Roald Badenhorst

Personal information
- Full name: Roald Fourie Badenhorst
- Born: 13 May 1991 (age 35) Pretoria, South Africa
- Batting: Right-handed
- Bowling: Right-arm medium-fast

Domestic team information
- 2011/12–2013/14: Central Districts
- 2014/15–2015/16: Otago
- FC debut: 20 November 2011 Central Districts v Canterbury
- Last FC: 24 October 2015 Otago v Canterbury
- LA debut: 9 March 2014 Central Districts v Canterbury
- Last LA: 26 March 2014 Central Districts v Otago

Career statistics
| Competition | FC | LA | T20 |
| Matches | 15 | 2 | 3 |
| Runs scored | 296 | 14 | 21 |
| Batting average | 17.41 | 7.00 | 7.00 |
| 100s/50s | 0/1 | 0/0 | 0/0 |
| Top score | 71 | 14 | 17 |
| Balls bowled | 2,008 | 72 | – |
| Wickets | 31 | 1 | – |
| Bowling average | 38.64 | 73.00 | – |
| 5 wickets in innings | 0 | 0 | – |
| 10 wickets in match | 0 | 0 | – |
| Best bowling | 3/28 | 1/53 | – |
| Catches/stumpings | 3/– | 0/– | 0/– |
- Source: CricInfo, 31 December 2021

= Roald Badenhorst =

New Zealand cricketer (born 1991)

Roald Fourie Badenhorst (born 13 May 1991) is a South African-born New Zealand former cricketer.
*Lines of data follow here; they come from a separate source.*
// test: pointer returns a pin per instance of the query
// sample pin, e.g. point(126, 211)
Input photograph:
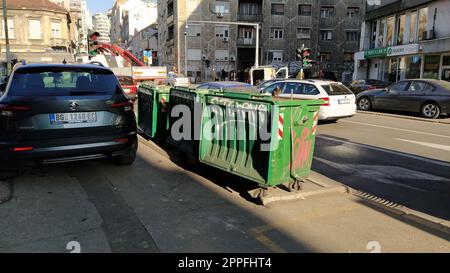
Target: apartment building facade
point(101, 23)
point(331, 28)
point(38, 33)
point(404, 40)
Badenhorst was born at Pretoria in South Africa in 1991, the son of a high-level tennis player. His family moved to New Zealand in 2002 and Badencroft first played for Central Districts age-group teams in the 2007–08 season. He made his Hawke Cup debut for Manawatu in 2009–10 before making his first-class cricket debut for Central Districts in 2011–12.
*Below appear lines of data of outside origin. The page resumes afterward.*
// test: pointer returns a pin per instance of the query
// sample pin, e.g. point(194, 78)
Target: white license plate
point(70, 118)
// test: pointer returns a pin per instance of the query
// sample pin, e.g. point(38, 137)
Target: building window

Over three season Badenhorst played 11 first-class and two List A matches primarily as a bowler for Central Districts before moving to play for Otago for the 2014–15 season. Described as a "fringe player" who was brought into the team following good batting performances for his club team, Badenhorst played a further four first-class matches for the team as well as three Twenty20 matches in the Super Smash competition. He played club cricket for Albion Cricket Club in Dunedin and played for club teams in England.

An injury forced him to retire from top-level cricket and Badenhorst has since worked in the recruitment sector in Auckland.